After 14 days, the law requires a physical. That is 800 to 1,000 people a year and almost 600 a year, respectively. She also handles daily sick calls, sets up medications and identifies diabetics and seizure problems. “She’s busy,” Affriseo said of nurse Sue Kent.
“Congratulations on running such an efficient operation and partnering with other agencies in the county to put it all together,” said Vice Chairman Ron Francis, R-Cassopolis, asking the jail administrator what constitutes a “typical day’s menu.”
“They get about 2,600 calories a day,” Affriseo said. Breakfast might consist of eggs or pancakes.
“We eliminated coffee because it’s not nutritional. If they want coffee, they buy it in the commissary,” which in 2008 yielded a $12,039.23 commission.
Lunch might be a chicken patty or some kind of pasta, salad and homemade rolls.
Law requires two hot meals a day. Cass County provides three except on weekends, when sack lunches are issued for the evening meal.

“They do a fantastic job over there,” commented Commissioner Minnie Warren, D-Pokagon Township. “I want to commend you for the ones you see in the paper all the time graduating.”

Affriseo responded, “Programs are important. A lot of people say, ‘You’re coddling inmates.’ You know what? They come in a broken person and a detriment to our society, to our community.

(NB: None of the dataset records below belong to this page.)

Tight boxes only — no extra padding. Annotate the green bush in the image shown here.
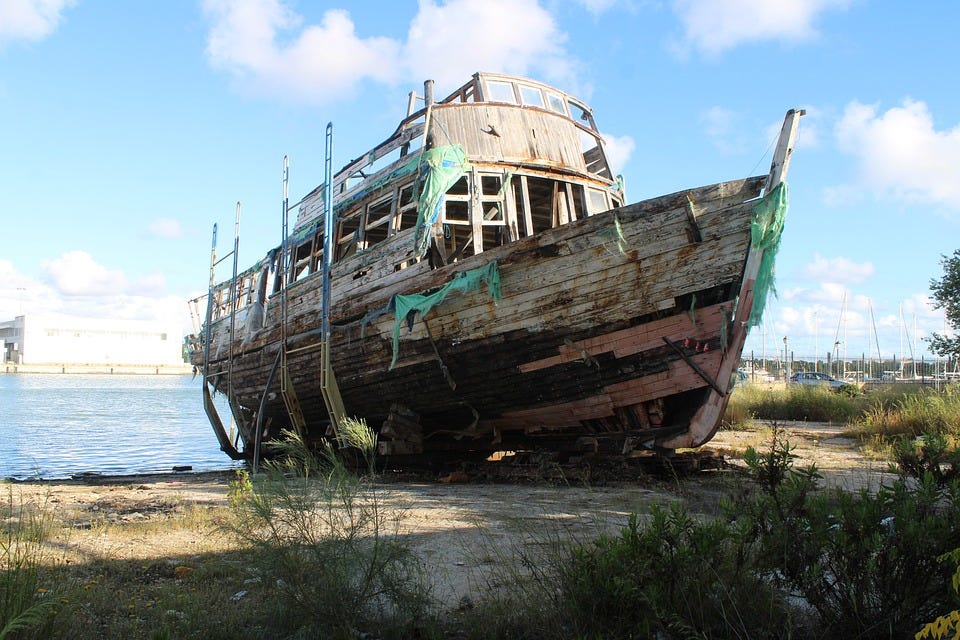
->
[727,432,960,638]
[892,433,960,485]
[560,504,790,638]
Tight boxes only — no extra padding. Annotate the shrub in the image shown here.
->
[724,385,870,424]
[728,441,960,638]
[561,504,790,638]
[892,433,960,486]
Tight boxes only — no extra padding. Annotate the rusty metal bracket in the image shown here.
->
[420,316,457,391]
[663,336,727,396]
[684,193,703,243]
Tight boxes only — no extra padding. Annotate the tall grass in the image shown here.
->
[232,422,430,638]
[0,488,54,640]
[724,385,871,425]
[858,391,960,437]
[724,385,960,439]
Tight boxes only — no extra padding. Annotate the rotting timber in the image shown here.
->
[191,73,802,460]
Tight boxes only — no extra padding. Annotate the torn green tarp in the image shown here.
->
[749,182,790,327]
[390,262,502,369]
[414,144,470,258]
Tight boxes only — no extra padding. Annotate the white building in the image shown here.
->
[0,315,183,366]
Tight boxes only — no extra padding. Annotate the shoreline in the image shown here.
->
[2,362,194,376]
[0,469,236,487]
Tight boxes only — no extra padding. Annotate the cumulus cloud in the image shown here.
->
[204,0,400,103]
[672,0,849,55]
[0,251,196,334]
[0,0,74,46]
[40,251,127,296]
[831,99,960,209]
[577,0,617,15]
[147,218,183,238]
[745,278,943,359]
[700,106,747,153]
[603,133,637,175]
[404,0,568,89]
[204,0,571,103]
[802,255,874,284]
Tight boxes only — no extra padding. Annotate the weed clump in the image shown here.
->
[225,421,430,638]
[0,490,57,640]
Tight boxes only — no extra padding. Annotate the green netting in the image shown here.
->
[749,182,789,327]
[414,144,470,258]
[390,262,501,369]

Why not provide services and give them the tools they lack? Whether or not they use them, that’s another choice. If they sat in our jail for a year and we did nothing, we didn’t do the community a service. Many of our programs are of very little cost to the county or to the Sheriff’s Office.”

Commissioner Dixie Ann File, R-Cassopolis, noted that inmate labor has been very beneficial to the county Parks Department.